When treating a well after injection of the inhibitor solution, in order to reduce its losses in the first days after treatment and prolong the removal time in quantities that provide protection against scaling, it is isolated with a supply of water-insulating reagent. In addition, between the inhibitor solution and the water insulating reagent and after it, a buffer fluid is used that does not interact with the scale inhibitor and water insulating reagent used to prevent their mixing.

In this method, the water isolating agent, pumped after the inhibitor solution and the buffer fluid, is used to create an effective isolation shield in relation to the desorption removal of the inhibitor by partially reducing the permeability of the aquifer. The creation of such an insulating screen contributes to the time delay of the inhibitor in the reservoir, which increases its removal time due to the uniform removal of the reagent and reduction of losses in the first days after treatment.

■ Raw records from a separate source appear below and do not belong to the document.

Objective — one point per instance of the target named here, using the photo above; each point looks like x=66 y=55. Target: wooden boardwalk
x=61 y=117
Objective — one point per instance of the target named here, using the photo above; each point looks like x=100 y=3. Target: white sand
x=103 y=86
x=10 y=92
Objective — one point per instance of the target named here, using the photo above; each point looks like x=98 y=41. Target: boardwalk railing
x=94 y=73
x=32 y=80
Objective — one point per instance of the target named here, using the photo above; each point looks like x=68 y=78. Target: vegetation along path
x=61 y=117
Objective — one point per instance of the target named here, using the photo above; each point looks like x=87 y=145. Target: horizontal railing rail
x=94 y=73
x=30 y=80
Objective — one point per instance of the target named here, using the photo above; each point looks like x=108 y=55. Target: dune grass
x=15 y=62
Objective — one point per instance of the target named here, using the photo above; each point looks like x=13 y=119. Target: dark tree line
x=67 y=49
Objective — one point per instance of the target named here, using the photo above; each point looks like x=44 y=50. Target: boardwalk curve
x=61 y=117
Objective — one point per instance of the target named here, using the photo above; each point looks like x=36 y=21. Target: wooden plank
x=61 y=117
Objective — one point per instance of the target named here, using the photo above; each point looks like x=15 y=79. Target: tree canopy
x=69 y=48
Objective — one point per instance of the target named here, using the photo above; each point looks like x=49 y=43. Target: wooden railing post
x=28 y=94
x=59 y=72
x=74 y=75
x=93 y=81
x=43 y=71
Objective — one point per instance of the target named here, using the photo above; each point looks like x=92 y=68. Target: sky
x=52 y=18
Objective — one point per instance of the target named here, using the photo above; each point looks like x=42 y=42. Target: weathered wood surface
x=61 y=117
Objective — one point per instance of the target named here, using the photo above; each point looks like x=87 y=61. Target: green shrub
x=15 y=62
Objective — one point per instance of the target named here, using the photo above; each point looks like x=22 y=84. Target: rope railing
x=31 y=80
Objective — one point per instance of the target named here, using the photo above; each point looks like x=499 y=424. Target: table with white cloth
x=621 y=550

In the method, due to the creation of an insulating screen, the unproductive losses of the inhibitor are reduced in the first days after treatment, when the inhibitor is removed in quantities that provide protection against scaling. Due to this, the protective effect increases without increasing its consumption by about 1.3 times (see table).

It is the selected sequence of operations that provides the most effective protection of oilfield equipment by reducing the inhibitor losses in the first days after treatment and extending the inhibitor removal time in quantities that provide protection against salt deposition, and reduces the specific consumption of the scale inhibitor.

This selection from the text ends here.